# Equipotential surgaces

1. Jan 31, 2009

### gunitsoldier9

1. The problem statement, all variables and given/known data
Consider a region in space where a uniform electric field 6700 N/C points in the negative x direction.
What is the orientation of the equipotential surfaces?
a.Parallel to the xz-plane.
b.Parallel to the yz-plane.
c.Parallel to the xy-plane.

2. Relevant equations

E=V/r

3. The attempt at a solution

2. Jan 31, 2009

### v0id19

i'll try to rephrase the question:
a continuous, 2 dimensional shape in which of the following planes (a, b, or c) would have an equal potential throughout its entire surface

3. Jan 31, 2009

### gunitsoldier9

would that make it xy because a z would mean 3 dimensions are involved.

4. Jan 31, 2009

### Hannisch

There are three dimensions involved.

Remember, an equipotential surface is perpendicular to the electric field--if you draw (or imagine, whichever you find easier) the electric field and define the x-axis, the y-axis and the z-axis, you can find the plane that would always be perpendicular to the field.

5. Jan 31, 2009

### gunitsoldier9

I know that its perpendicular to the eclectic field but it just doesnt make sense if the electric field is on the x axis i know the equipotential surface would be vertical. but i just dont get what plane it would be parallel to.

6. Jan 31, 2009

### Hannisch

Yes, it'd be vertical, but remember it has a thickness as well.

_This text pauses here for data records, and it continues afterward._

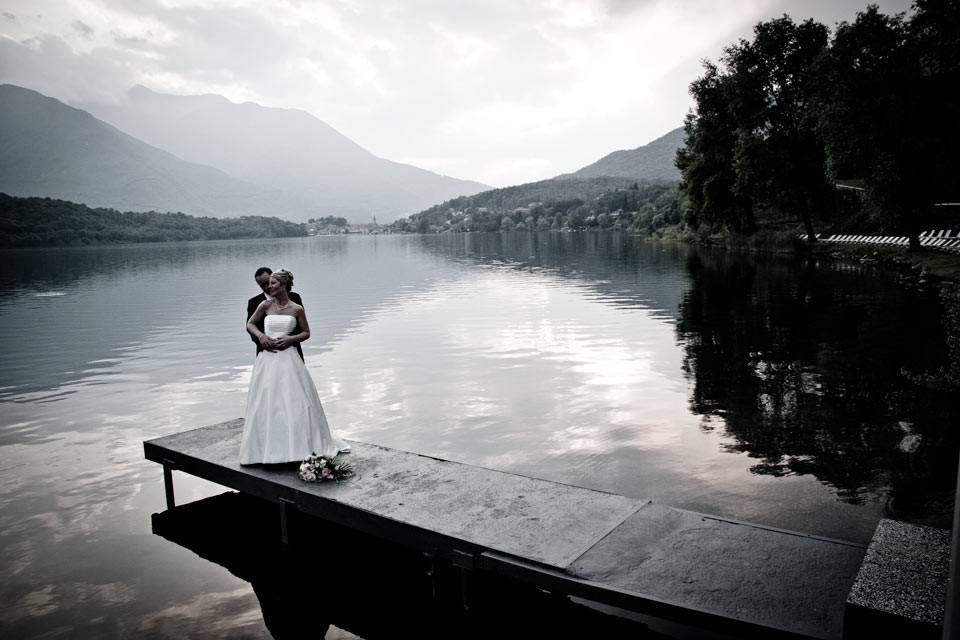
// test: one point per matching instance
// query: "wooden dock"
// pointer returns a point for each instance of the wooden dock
(727, 576)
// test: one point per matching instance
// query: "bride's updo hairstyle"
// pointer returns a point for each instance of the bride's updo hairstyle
(285, 278)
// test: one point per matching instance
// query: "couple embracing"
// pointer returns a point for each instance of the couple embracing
(285, 421)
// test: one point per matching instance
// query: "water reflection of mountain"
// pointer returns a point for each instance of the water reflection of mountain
(101, 309)
(618, 268)
(808, 371)
(809, 368)
(331, 576)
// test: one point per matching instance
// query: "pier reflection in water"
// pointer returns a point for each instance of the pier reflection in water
(328, 578)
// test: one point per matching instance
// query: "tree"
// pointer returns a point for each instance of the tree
(889, 116)
(706, 161)
(779, 159)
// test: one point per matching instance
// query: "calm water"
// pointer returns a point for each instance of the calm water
(760, 389)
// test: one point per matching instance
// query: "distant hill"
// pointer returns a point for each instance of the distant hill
(286, 149)
(31, 222)
(51, 149)
(651, 162)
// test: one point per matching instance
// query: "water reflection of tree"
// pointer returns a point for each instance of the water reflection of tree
(807, 369)
(330, 575)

A new wording might help: The electric field is along the x-axis. If you have the xy plane, as an example, it would go along the x-axis as well, but with a height or something. If two things go along the same axis, can they ever be perpendicular?

7. Jan 31, 2009

### gunitsoldier9

no they cant. so does that rule out the xy plane

8. Jan 31, 2009

### Hannisch

Yes, because something going along the same axis as another thing will never be perpendicular to each other. Hopefully you see why precisely it's ruled out. Try to use the same logic with the other alternatives and you might come up with the correct answer. But try to really understand what you are doing!

9. Jan 31, 2009

### gunitsoldier9

i think its yz. its really hard to visualize the plane in 3 dimensions and my book doesnt even talk about 3 dimensions for that equipential surfaces

10. Jan 31, 2009

### Hannisch

Three dimensions isn't the easiest thing to imagine and it's not the easiest thing to write either. You are correct in that it's the yz plane.

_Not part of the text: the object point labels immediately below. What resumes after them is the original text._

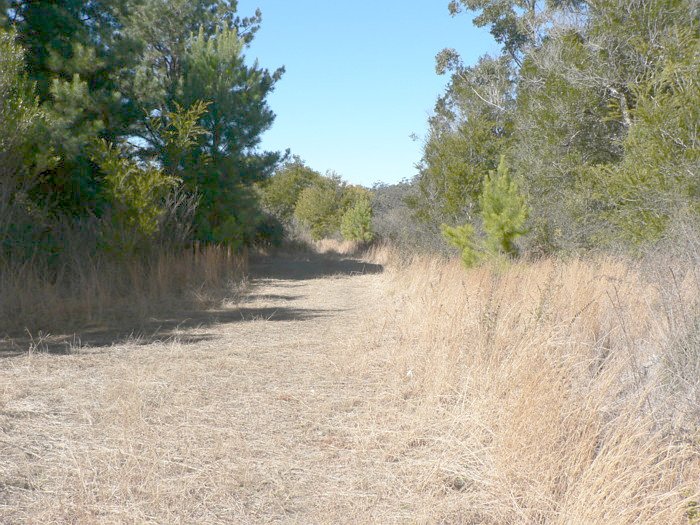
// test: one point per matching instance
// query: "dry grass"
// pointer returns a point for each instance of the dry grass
(543, 389)
(35, 297)
(541, 393)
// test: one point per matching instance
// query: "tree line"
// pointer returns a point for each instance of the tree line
(133, 122)
(592, 111)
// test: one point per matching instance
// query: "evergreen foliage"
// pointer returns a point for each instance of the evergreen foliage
(356, 223)
(594, 106)
(130, 98)
(503, 212)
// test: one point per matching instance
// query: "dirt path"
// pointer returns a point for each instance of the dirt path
(260, 414)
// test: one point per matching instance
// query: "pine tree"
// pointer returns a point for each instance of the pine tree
(504, 212)
(356, 223)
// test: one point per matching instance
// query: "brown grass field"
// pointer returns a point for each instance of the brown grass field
(341, 390)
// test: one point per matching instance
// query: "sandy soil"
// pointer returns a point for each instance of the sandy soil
(268, 409)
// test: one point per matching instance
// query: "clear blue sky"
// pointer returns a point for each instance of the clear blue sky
(360, 79)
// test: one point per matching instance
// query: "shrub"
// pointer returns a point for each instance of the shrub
(356, 223)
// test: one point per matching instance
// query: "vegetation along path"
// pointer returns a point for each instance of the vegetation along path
(261, 416)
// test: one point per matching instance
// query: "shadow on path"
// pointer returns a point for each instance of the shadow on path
(173, 326)
(310, 266)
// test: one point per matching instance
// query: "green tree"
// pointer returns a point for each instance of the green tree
(356, 222)
(210, 66)
(319, 207)
(281, 192)
(464, 238)
(504, 212)
(470, 129)
(22, 223)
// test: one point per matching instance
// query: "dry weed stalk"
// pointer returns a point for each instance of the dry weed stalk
(546, 383)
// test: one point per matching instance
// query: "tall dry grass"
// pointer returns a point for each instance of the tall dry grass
(550, 392)
(81, 289)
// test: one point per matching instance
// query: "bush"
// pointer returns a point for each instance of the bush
(356, 223)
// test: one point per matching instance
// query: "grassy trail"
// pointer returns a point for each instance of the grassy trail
(256, 414)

Try to think of it like this or something:

Use a piece of cardboard or something similar--if you put it on the table on the edge and it's facing you, you have a xy plane. If you lie it down on the table you have a xz plane. If you put it on the edge again but with the thin side facing you, that's a yz plane.

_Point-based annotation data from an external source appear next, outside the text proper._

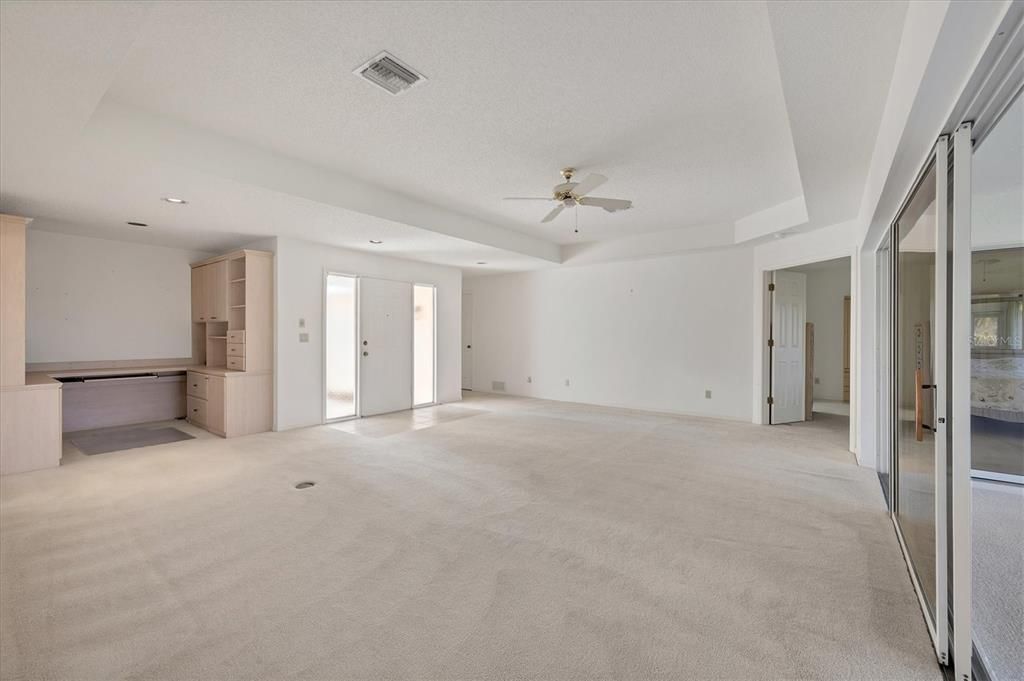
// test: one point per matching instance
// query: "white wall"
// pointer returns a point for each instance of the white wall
(299, 284)
(649, 335)
(826, 286)
(91, 299)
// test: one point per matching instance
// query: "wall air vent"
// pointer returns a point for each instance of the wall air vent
(388, 72)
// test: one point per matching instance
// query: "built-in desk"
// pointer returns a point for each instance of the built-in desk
(100, 397)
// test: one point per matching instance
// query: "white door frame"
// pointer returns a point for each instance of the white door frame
(779, 414)
(829, 250)
(412, 349)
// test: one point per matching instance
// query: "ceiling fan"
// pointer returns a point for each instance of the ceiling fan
(576, 194)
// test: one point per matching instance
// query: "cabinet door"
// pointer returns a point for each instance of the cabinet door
(216, 283)
(199, 294)
(215, 405)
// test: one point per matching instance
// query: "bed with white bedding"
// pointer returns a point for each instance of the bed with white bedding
(997, 387)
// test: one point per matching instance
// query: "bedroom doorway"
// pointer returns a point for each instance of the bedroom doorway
(823, 382)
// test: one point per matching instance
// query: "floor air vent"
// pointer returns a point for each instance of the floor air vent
(387, 72)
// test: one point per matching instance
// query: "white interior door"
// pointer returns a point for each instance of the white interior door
(467, 341)
(385, 346)
(788, 313)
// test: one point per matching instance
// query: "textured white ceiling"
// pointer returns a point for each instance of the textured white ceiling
(701, 113)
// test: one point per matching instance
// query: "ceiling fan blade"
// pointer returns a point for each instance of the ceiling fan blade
(554, 213)
(589, 183)
(609, 205)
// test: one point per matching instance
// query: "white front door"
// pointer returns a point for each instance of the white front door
(467, 341)
(788, 313)
(385, 346)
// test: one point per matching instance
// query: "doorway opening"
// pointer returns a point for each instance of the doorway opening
(340, 329)
(809, 346)
(424, 298)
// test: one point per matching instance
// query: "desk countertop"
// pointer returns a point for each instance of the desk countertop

Or sort of just think of the z-axis to come out of the paper or something.

And electric fields always exist in three dimensions. If you have a field around a point charge you only draw the field lines parallel to the paper, but you sort of have to imagine that there are field lines going up from the paper and down through the table as well, because the field isn't only limited to going in the two dimensions you can draw (easily).

Therefore, equipotential surfaces also have to exist in three dimensions, right? :)

11. Jan 31, 2009

### gunitsoldier9

Yeah thanks. I wish that they would actually draw a picture in the book and point it out.